Tuesday, November 3, 2009

Interior Decorating

It's only taken me two-and-a-half years to get around to painting my living room. (I could have sworn it's only been one-and-a-half!) Time really flew. It didn't fly quite so fast for all of the family members and visitors who have been looking at my white primed walls and blue paint tape (look at the door frame) for most of Gabe's life.
It was stark, it was bleak, but at least the room was clean, dry, and warm with a comfortable seat--kind of like a city bus.

Keith likes things to look nice, but he is VERY patient with me and puts up with A LOT knowing that the best interests of our family may not include me putting my time into interior decoring. He never complained about the white walls but he HAD been wanting to put up our pictures. They came down in February of 2007 when we began our building/remodeling project. They have been gathering dust in our bedroom ever since. Last Saturday he was in major handyman-mode and announced, "I'm putting the pictures up, I don't care if the walls are painted or not." I was out of stall time--"OK!" I said, "I'll paint today."

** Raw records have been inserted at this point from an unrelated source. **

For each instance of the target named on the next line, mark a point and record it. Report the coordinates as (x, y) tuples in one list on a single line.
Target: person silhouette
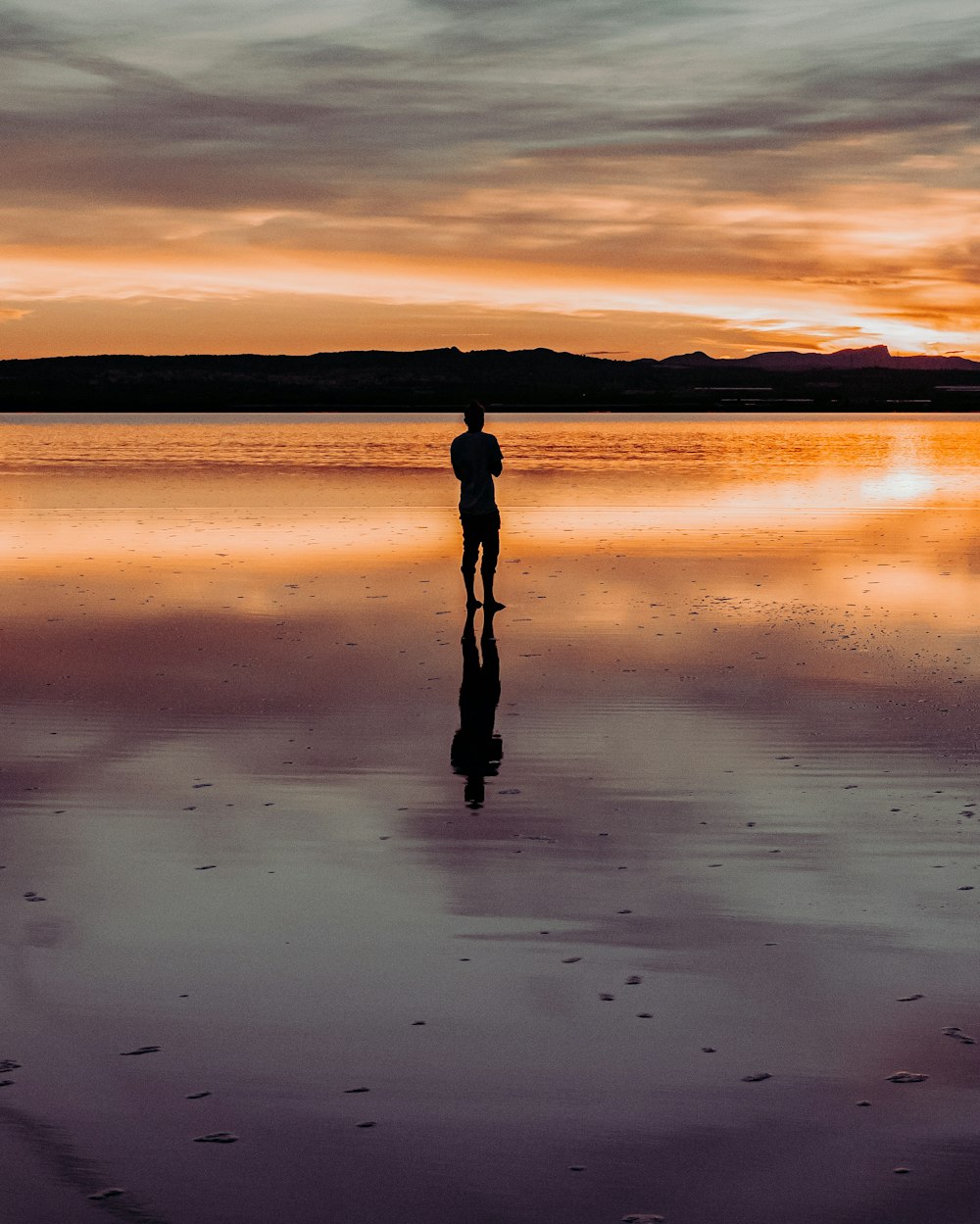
[(476, 459), (477, 750)]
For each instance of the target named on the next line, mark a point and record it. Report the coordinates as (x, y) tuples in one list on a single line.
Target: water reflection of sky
[(738, 760)]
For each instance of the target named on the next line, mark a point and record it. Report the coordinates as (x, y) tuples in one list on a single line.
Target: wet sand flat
[(732, 830)]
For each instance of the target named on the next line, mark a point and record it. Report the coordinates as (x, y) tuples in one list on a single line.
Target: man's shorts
[(481, 529)]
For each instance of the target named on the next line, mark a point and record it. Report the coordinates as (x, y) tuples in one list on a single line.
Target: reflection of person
[(477, 751), (476, 461)]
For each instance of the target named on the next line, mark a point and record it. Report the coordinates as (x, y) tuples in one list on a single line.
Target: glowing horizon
[(434, 172)]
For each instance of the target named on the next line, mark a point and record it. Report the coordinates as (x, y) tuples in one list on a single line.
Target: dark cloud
[(309, 122)]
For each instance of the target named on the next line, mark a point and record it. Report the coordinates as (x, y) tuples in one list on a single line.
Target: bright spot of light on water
[(900, 486)]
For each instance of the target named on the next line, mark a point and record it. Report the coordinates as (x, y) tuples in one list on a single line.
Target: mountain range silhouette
[(869, 377)]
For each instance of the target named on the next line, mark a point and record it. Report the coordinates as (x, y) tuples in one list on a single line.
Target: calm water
[(738, 751)]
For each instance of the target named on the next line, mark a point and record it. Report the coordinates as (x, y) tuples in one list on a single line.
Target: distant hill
[(437, 378), (874, 358)]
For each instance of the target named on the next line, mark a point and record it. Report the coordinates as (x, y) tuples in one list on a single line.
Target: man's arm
[(496, 459), (461, 466)]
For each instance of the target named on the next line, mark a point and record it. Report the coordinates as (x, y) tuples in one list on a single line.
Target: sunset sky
[(636, 177)]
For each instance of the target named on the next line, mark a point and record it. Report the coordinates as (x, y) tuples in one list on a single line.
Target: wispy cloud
[(748, 142)]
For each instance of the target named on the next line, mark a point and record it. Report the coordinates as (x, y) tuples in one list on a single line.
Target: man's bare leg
[(490, 603), (471, 600)]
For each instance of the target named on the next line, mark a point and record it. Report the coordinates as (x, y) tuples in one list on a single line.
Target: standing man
[(476, 461)]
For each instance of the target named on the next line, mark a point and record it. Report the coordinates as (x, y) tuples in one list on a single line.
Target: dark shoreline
[(448, 378)]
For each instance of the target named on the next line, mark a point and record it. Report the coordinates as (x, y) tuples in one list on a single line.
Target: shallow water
[(738, 760)]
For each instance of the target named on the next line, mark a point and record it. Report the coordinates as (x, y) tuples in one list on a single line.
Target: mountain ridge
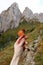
[(11, 17)]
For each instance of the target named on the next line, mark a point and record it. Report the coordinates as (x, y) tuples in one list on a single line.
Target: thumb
[(22, 42)]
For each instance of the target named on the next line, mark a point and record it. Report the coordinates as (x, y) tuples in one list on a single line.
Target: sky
[(35, 5)]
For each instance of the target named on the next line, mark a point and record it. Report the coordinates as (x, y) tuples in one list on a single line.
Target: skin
[(18, 50)]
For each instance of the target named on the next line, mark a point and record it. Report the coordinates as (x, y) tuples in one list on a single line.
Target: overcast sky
[(35, 5)]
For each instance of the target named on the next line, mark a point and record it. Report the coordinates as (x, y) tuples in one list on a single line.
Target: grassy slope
[(8, 38)]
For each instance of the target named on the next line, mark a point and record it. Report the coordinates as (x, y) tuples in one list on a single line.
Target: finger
[(26, 37), (18, 39), (22, 42), (26, 42)]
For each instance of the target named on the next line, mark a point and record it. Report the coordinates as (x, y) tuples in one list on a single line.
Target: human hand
[(19, 45)]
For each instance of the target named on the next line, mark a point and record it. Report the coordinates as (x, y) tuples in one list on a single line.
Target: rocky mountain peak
[(27, 13), (10, 18)]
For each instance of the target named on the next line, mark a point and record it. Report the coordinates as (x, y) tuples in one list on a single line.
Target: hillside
[(34, 29)]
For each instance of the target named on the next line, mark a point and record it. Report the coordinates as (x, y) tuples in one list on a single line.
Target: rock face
[(28, 14), (11, 17)]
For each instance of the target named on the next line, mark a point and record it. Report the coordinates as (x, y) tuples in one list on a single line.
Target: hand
[(19, 45)]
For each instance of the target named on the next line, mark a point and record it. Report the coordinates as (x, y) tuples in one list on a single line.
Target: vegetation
[(8, 38)]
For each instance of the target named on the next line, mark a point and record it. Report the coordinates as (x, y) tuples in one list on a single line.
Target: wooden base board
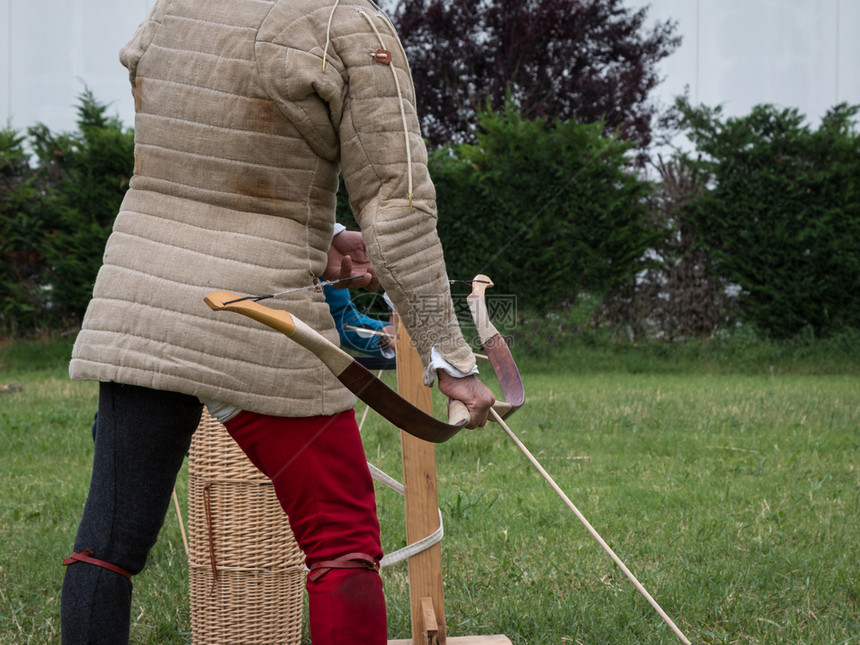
[(498, 639)]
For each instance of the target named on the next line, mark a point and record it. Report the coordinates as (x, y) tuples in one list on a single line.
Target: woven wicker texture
[(236, 522)]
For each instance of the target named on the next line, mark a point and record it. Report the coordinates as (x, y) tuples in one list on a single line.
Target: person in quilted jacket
[(247, 113)]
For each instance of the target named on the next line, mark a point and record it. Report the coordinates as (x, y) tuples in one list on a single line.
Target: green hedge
[(56, 215), (782, 218), (547, 210)]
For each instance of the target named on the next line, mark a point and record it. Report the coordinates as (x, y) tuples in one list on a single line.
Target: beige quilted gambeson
[(240, 135)]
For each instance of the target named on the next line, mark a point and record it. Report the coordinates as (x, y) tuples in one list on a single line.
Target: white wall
[(52, 48), (739, 53), (798, 53)]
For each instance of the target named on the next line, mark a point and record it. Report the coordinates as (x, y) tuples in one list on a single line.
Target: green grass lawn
[(734, 498)]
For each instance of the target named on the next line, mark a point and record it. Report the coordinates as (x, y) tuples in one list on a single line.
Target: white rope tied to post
[(416, 547)]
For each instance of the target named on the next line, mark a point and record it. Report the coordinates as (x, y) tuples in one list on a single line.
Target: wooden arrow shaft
[(591, 529)]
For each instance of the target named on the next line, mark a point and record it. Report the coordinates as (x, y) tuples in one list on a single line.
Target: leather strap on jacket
[(348, 561), (85, 557)]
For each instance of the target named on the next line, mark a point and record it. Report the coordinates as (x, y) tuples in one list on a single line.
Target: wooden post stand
[(422, 512)]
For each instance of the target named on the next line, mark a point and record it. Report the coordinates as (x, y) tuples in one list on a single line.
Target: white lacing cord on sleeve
[(328, 33), (399, 98), (416, 547)]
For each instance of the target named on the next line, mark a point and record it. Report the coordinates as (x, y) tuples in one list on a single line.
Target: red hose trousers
[(320, 475)]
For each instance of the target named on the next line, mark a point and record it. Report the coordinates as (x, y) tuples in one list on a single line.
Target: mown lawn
[(733, 497)]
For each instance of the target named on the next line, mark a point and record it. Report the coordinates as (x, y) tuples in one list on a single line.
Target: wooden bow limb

So, I started. I'd had one hundred and thirty weeks to prepare and it came down to a split-second decision. I headed to the work room in the basement, lined up all the cans of paint that I had and started testing. I made a color strip on a stir stick and brought it upstairs so I could compare the colors to our furniture, the fireplace, and our favorite picture (a sunrise over the lakehome where we used to live).

I picked four colors that I thought would or could work and prepared a section of the living room for a test run. I took me about three hours (including dry time--during which I listened to Chet's football game. Crazy boy played with a 101 degree temperature and still got 8 tackles and 2 sacks!). I settled on three of the colors and started in, after I repainted my trial wall white again!

I had decided to do a faux glaze color wash. I'm not really sure exactly what that means but those are all the terms I came up with as I did my internet research. I started with tan. First I brushed the wall down with water. Then I took my glaze mix--I mixed one part (about 1 cup) paint with five parts glaze and one part water-- and brushed it on the damp wall.

The second coat was added on Monday. It was a reddish brown that was way too reddish and after the first swipe of the brush I grabbed a wet rag and wiped it all off! I headed back down to the paint supply and found a dark brown that I mixed in until I no longer ended up with a pinkish looking brown.

I didn't start that coat until after our school day and supper preparation were finished and I put my brush down at midnight. I was up at five this morning to finish it off with black. Yes, black. It didn't sound good to me, but my professional-painter-friend Ricki assured me it would work. I think it did. Of course, everyone has their own opinion and I will most certainly hear from some naysayers, but I contend with, "It looks better than a city bus!"



I even got the picture up!

More pictures and wall decorations will be coming and maybe a rug to cover the fraying carpet. But, since there's always a flip side to productivity and something's gotta give, I need to go clean my kitchen!

Monday, November 2, 2009

I'd make a terrible arsonist.

How is it that one cigarette can set an entire forest on fire and burn through hundreds acres of woodlands and dozens of homes but I can't start one measly fire in our woodburning stove with a lighter, a stack of scrap paper, a binful of cardboard boxes, and a barnful of firewood!?!